Minor stabs of modest reforms are not enough to revamp the UN Security Council (UNSC) to meet the challenges posed by the "creaking and crumbling" world, India's Permanent Representative Syed Akbaruddin has said.
Underlining that the world is in a state of "flux", Akbaruddin said anxiety has been generated by large movements of people fleeing extreme levels of armed conflict and brutality across continents.
He said the demand for much closer and more effective multilateralism has increased with a rise in threats of nuclear escalation, armed conflict and massive refugee flow.

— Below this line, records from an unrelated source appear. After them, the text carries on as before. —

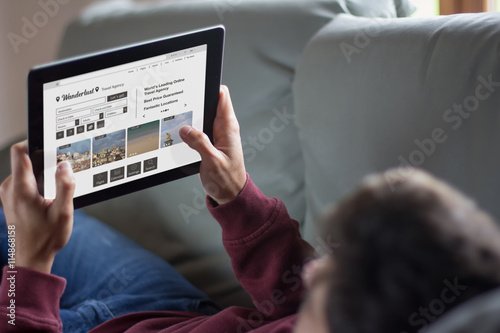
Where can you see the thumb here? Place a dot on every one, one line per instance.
(65, 188)
(198, 141)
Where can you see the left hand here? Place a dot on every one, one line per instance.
(42, 227)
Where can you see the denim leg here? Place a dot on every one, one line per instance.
(108, 275)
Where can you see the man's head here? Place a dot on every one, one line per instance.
(411, 248)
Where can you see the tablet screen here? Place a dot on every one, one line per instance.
(121, 123)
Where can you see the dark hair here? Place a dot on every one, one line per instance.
(408, 242)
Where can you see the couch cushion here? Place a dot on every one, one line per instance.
(372, 94)
(264, 42)
(479, 315)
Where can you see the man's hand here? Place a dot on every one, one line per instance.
(42, 227)
(222, 170)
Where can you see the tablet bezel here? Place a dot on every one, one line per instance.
(214, 39)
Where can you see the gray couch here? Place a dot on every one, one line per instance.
(324, 96)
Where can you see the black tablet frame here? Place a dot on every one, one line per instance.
(213, 37)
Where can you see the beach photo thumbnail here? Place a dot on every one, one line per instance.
(170, 127)
(77, 154)
(108, 148)
(143, 138)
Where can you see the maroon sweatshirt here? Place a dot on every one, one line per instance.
(267, 254)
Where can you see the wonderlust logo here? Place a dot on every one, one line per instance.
(69, 96)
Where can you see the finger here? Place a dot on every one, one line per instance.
(198, 141)
(4, 188)
(22, 173)
(65, 188)
(225, 110)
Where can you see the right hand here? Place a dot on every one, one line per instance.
(222, 170)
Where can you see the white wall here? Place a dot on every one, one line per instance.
(40, 48)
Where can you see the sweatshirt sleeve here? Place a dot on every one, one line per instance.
(266, 249)
(29, 301)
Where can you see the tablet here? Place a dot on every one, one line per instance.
(115, 116)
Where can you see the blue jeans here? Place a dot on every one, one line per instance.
(108, 275)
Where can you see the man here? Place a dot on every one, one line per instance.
(398, 245)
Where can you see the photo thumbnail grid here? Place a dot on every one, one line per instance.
(121, 144)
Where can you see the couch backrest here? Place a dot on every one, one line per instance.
(372, 94)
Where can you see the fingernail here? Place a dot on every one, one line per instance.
(185, 130)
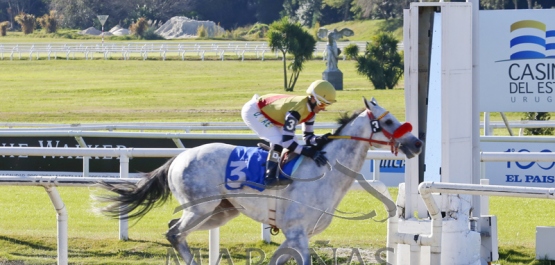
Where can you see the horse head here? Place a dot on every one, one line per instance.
(387, 130)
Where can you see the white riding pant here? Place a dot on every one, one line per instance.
(263, 127)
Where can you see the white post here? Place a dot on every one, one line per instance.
(376, 173)
(62, 223)
(266, 236)
(487, 128)
(484, 200)
(124, 173)
(213, 246)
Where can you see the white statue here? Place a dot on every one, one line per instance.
(332, 52)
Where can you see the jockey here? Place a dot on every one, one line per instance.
(274, 118)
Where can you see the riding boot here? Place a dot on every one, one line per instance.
(272, 174)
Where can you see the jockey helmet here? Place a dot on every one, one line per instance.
(322, 91)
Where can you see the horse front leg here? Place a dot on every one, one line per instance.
(295, 247)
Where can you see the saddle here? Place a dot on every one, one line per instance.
(285, 156)
(246, 167)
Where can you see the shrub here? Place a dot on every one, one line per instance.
(151, 35)
(201, 31)
(27, 22)
(381, 63)
(4, 28)
(351, 51)
(258, 30)
(49, 22)
(139, 28)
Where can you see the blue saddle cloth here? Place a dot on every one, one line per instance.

"Yet, the spirit of global partnership appears muted at best. While we have created a community of mutual dependence, we are yet to create one of mutual trust and respect. Multilateralism itself would seem to be in retreat," he said at the debate on the annual report on the work of the UN yesterday.
He said that collective action "to proactively strive for peace, justice and order" was needed and India was ready to work with Secretary-General Antonio Guterres and UN members in "finding a pathway to a more lasting peace and prosperity for all".
"The ageing pillars of a creaking and crumbling post World War II order are not amenable to improvement by minor stabs of modest reform at the margins," he said in a statement.
He warned that if the UN waited for "dramatic crises" to force it to confront the challenges, "we do so at the cost of deepening the crisis of relevance and performance of the UN in particular, as well as the legitimacy and effectiveness of multilateralism in general".
"India, for its part, stands ready to work with the Secretary-General and the membership in finding a pathway to a more lasting peace and prosperity for all," he said.
"If we are to not remain prisoners of historical destiny for all times to come; if we are to keep pace with fast-moving threats we face, we need to go beyond piecemeal changes. If not, we will be condemned to global governance in pieces too," he added.